All dies nutzte nichts. Nach dem Urteil vom November legte der Regierungspräsident Berufung ein. Und so hätte das immer weitergehen können, wenn nicht am 12. Januar das Arbeitsgericht in einem "einstweiligen Verfügungsverfahren" per "Versäumnisurteil" der Behörde abermals auferlegt hätte, die Lehrerin wenigstens vorläufig einzustellen. Ein Spruch, gegen den der Regierungspräsident natürlich Einspruch einlegte.

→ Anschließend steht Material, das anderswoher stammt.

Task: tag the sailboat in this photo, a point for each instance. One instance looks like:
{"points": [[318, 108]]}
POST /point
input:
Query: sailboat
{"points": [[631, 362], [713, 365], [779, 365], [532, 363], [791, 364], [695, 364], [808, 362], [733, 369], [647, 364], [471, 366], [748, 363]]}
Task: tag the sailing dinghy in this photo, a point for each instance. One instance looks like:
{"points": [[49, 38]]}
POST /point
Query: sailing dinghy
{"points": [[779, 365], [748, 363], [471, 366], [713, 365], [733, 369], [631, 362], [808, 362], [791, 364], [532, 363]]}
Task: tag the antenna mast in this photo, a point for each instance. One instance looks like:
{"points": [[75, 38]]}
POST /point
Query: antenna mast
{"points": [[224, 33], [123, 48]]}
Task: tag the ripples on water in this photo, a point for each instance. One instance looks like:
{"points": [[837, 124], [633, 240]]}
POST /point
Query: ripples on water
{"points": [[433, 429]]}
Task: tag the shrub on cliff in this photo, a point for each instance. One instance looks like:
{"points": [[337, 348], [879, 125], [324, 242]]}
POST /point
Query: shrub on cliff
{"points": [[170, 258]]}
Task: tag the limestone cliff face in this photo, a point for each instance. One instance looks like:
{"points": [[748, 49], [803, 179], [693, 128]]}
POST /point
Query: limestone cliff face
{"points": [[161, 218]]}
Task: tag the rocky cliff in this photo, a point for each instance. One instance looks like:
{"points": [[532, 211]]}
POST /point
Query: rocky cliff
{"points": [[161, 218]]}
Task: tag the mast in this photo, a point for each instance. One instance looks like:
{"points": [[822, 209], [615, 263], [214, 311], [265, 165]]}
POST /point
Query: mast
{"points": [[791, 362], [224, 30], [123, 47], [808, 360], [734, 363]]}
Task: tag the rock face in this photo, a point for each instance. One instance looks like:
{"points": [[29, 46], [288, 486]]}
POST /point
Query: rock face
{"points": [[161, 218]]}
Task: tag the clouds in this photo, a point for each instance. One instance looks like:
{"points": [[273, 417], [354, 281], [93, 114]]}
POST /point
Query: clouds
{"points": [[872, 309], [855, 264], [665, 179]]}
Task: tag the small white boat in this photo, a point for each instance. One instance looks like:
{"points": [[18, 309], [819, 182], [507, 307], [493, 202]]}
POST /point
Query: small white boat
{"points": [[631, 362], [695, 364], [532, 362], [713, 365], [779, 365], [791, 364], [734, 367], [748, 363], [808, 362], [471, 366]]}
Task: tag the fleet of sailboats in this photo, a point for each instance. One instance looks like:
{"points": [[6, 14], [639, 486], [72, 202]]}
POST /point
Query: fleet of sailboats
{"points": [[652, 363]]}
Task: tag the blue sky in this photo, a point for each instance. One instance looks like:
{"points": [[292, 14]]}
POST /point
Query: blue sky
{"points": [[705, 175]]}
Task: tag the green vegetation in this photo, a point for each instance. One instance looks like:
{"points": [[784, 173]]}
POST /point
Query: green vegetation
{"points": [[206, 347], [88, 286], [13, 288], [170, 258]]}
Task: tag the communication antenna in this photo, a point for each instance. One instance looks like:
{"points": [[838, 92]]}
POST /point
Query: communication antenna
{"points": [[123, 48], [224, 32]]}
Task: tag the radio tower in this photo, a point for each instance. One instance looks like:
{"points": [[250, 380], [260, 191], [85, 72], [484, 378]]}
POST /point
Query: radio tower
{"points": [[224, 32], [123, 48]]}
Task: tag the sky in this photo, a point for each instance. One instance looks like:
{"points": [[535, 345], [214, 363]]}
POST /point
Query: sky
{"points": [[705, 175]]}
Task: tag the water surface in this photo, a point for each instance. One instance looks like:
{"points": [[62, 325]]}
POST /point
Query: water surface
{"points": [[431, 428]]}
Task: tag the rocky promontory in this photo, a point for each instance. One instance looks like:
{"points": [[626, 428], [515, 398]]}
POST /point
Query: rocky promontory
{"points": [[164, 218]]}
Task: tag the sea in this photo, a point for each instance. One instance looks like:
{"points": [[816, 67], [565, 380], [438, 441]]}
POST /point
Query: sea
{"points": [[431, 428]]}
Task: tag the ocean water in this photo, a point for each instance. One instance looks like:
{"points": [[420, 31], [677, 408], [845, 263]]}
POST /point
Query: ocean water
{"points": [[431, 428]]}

Vorletzten Donnerstag wurde der jedoch wieder abgewiesen. Aber allenfalls wenn die schriftliche Begründung in einigen Wochen vorliegt, will die Behörde überlegen, ob sie Beate Bongard einstellt. So lange will die Pädagogin nicht warten. Vorigen Dienstag ließ sie, wieder beim Arbeitsgericht, die "Festsetzung eines Zwangsgeldes" beantragen. um den Regierungspräsidenten möglicherweise schon vorher zum Einlenken zu bewegen.
Eines jedenfalls hat die einstweilen, verhinderte Pädagogin anderen Bewerbern mit ähnlichem Schicksal voraus: Sie kann hartnäckiger argumentieren, ihr Mann ist Rechtsanwalt.